Examining Wythe's decisions and his commentaries, the reader should notice that Wythe sometimes calls upon Roman law principles (he cites the Corpus Juris Civilis twenty-one times), and that he believed Virginia courts should not be beholden to English common law precedent. During the United States' early days, while ill feelings towards England and good feelings towards France were high, there may have been a reasonable chance of European-style civil law replacing English common law.[13] In several decisions, Wythe warns of the dangers of blindly following English precedent.[14] In the end, though, tradition prevailed, and Virginia courts followed the English common-law mold. Frequently, when Wythe tried to create an equitable solution that avoided English precedent, Virginia's Supreme Court cited that precedent when they reversed him, undoubtedly adding to Wythe's ill will towards that court.

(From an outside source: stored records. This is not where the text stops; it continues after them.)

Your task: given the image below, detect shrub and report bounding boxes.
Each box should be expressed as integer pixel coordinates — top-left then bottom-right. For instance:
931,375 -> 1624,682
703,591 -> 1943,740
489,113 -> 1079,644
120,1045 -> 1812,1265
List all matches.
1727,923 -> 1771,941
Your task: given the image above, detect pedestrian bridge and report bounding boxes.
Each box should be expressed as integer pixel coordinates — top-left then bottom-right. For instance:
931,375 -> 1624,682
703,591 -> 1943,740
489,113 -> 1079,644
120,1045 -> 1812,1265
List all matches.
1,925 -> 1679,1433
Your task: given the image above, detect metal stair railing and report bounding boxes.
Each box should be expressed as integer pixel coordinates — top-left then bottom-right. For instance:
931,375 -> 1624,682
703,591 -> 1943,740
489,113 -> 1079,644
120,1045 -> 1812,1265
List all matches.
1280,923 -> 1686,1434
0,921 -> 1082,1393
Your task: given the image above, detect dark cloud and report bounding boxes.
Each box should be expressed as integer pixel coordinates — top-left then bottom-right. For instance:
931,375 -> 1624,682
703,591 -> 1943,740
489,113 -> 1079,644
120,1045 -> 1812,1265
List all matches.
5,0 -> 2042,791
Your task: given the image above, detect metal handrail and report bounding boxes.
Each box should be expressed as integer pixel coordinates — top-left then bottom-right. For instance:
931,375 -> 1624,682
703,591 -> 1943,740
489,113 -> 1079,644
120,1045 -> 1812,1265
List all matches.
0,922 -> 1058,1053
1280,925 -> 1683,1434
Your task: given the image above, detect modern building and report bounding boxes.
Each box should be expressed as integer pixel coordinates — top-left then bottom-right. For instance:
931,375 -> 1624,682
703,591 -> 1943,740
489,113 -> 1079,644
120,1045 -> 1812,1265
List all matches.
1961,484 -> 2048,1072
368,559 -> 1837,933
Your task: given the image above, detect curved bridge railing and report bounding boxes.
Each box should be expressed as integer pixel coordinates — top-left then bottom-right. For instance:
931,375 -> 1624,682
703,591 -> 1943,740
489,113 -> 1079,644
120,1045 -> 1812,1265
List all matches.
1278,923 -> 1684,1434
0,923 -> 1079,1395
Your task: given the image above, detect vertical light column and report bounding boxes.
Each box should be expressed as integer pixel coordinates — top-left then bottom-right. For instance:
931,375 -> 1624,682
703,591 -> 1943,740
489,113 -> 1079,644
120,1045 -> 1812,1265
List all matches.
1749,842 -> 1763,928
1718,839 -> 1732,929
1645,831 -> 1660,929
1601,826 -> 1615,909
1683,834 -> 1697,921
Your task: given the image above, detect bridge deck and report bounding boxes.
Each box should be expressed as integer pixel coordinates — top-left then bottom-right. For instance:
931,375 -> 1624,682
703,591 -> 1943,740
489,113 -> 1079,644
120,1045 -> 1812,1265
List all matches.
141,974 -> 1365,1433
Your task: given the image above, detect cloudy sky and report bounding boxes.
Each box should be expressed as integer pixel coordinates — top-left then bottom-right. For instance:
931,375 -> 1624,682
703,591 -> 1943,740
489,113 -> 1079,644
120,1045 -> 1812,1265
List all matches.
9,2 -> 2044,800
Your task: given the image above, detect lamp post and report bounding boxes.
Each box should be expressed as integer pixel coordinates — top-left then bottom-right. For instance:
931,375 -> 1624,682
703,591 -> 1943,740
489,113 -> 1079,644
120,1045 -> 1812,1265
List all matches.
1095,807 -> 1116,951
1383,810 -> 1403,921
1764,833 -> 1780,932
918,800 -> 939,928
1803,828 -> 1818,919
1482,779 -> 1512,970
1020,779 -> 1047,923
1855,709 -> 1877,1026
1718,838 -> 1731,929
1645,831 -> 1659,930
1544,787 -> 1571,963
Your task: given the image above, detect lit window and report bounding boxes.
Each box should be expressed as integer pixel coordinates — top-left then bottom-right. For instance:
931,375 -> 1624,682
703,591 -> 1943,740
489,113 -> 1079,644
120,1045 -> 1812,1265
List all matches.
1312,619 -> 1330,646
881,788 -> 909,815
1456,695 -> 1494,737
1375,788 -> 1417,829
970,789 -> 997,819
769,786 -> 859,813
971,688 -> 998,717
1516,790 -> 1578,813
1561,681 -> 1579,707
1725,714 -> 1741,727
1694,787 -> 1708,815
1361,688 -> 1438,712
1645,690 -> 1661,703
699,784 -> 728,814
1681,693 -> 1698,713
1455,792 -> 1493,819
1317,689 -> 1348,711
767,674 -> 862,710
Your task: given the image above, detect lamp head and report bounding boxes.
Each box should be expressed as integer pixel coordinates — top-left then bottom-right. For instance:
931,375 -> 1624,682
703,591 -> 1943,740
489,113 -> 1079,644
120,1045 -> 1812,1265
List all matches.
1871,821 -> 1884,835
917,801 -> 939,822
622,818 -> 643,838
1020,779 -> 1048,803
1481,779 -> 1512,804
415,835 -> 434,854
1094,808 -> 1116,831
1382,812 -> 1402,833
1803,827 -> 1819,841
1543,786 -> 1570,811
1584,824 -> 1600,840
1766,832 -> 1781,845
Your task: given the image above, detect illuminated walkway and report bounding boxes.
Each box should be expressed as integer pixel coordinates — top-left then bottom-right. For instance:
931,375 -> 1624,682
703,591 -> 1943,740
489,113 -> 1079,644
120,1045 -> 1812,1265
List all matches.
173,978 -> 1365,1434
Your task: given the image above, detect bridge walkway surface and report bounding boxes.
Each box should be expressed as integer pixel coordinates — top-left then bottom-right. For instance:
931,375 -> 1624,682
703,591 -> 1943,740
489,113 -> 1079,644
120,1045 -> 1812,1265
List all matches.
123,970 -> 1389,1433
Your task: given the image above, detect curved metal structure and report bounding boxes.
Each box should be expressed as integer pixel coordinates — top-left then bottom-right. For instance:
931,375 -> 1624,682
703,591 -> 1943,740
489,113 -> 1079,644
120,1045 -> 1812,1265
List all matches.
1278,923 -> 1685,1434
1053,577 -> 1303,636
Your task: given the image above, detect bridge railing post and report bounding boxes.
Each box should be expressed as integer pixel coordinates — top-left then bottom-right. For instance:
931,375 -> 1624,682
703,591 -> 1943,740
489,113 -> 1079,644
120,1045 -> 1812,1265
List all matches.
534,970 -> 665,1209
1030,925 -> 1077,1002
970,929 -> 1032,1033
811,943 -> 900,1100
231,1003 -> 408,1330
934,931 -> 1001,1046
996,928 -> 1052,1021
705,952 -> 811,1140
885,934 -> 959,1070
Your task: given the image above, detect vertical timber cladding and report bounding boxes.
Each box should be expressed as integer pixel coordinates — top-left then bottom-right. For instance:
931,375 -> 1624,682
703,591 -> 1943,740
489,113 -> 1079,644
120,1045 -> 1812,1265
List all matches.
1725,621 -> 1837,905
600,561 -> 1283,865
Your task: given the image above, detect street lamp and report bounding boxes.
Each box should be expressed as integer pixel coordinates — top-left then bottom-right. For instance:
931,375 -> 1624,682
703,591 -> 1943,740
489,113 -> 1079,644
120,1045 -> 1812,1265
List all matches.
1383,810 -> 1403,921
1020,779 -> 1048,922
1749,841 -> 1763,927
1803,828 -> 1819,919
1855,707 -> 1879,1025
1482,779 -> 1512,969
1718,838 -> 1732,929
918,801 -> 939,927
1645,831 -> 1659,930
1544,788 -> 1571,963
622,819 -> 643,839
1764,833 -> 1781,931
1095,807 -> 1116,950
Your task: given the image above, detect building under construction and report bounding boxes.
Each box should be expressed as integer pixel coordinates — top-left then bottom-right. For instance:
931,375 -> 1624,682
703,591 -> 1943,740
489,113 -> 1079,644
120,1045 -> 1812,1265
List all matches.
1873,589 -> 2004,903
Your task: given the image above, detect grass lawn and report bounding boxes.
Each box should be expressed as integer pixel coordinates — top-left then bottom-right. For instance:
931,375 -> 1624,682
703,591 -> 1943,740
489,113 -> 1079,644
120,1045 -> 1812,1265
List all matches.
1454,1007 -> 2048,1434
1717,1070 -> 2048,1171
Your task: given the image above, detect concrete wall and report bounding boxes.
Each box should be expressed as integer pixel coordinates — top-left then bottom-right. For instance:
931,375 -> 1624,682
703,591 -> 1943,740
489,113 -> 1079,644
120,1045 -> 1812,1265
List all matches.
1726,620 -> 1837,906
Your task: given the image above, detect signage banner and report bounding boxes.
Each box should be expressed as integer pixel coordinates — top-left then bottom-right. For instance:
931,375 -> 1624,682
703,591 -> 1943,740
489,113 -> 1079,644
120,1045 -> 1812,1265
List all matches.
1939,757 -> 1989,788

Wythe's Reports can be a treatise on Virginia law and equity, a snapshot of life in Virginia during the late 18th century, and a profile of one of this nation's most underappreciated Founders. Wythepedia is proud to make them available, and we hope you find our case summaries useful.

References

  1. Robert B. Kirtland, George Wythe: Lawyer, Revolutionary, Judge (New York: Garland Publishing, 1986): 14.
  2. Lynne Cheney, James Madison: A Life Reconsidered (New York: Viking, 2014): 176.
  3. Wythe Holt, "George Wythe: Early Modern Judge", Alabama Law Review 58 (2007): 1017-1024.
  4. Kirtland, 5-6.
  5. Letter from Thomas Jefferson to Gov. John Tyler, Sr., Nov. 25, 1810.
  6. George Wythe, Decisions of Cases in Virginia by the High Court of Chancery (Richmond: Printed by Thomas Nicolson, 1795).
  7. George Wythe, Decisions of Cases in Virginia by the High Court of Chancery with Remarks upon Decrees by the Court of Appeals, Reversing Some of Those Decisions|Decisions of Cases in Virginia by the High Court of Chancery, 2nd ed., ed. B.B. Minor (Richmond: J.W. Randolph, 1852).
  8. The article Howard L. Oleck, "Historical Nature of Equity Jurisprudence", Fordham Law Review 20 (1951): 23 has a good description of the history of courts of equity in the U.S. Samuel L. Bray, "The System of Equitable Remedies", UCLA L. Rev. 63 (2016): 530 summarizes the state of equity in American courts today.
  9. See, e.g., Wilkins v. Taylor, Aylett v. Aylett, Ross v. Pleasants.
  10. Richard J. Hoffman, "Classics in the Courts of the United States, 1790-1800," American Journal of Legal History 22 (1978): 59.
  11. This referred to part of the process a sheriff (or his deputies) went through to deliver a writ issued by the court. The sheriff returned the execution when they returned the writ to the court that issued it along with notations of what actions the sheriff had taken using the writ's power.
  12. See, e.g., Hoomes v. Kuhn.
  13. Timothy G. Kearley, "From Rome to the Restatement", Law Library Journal 108(1) (Winter 2016): 60.
  14. See, e.g., Field v. Harrison, Devisme v. Martin, Aylett v. Aylett.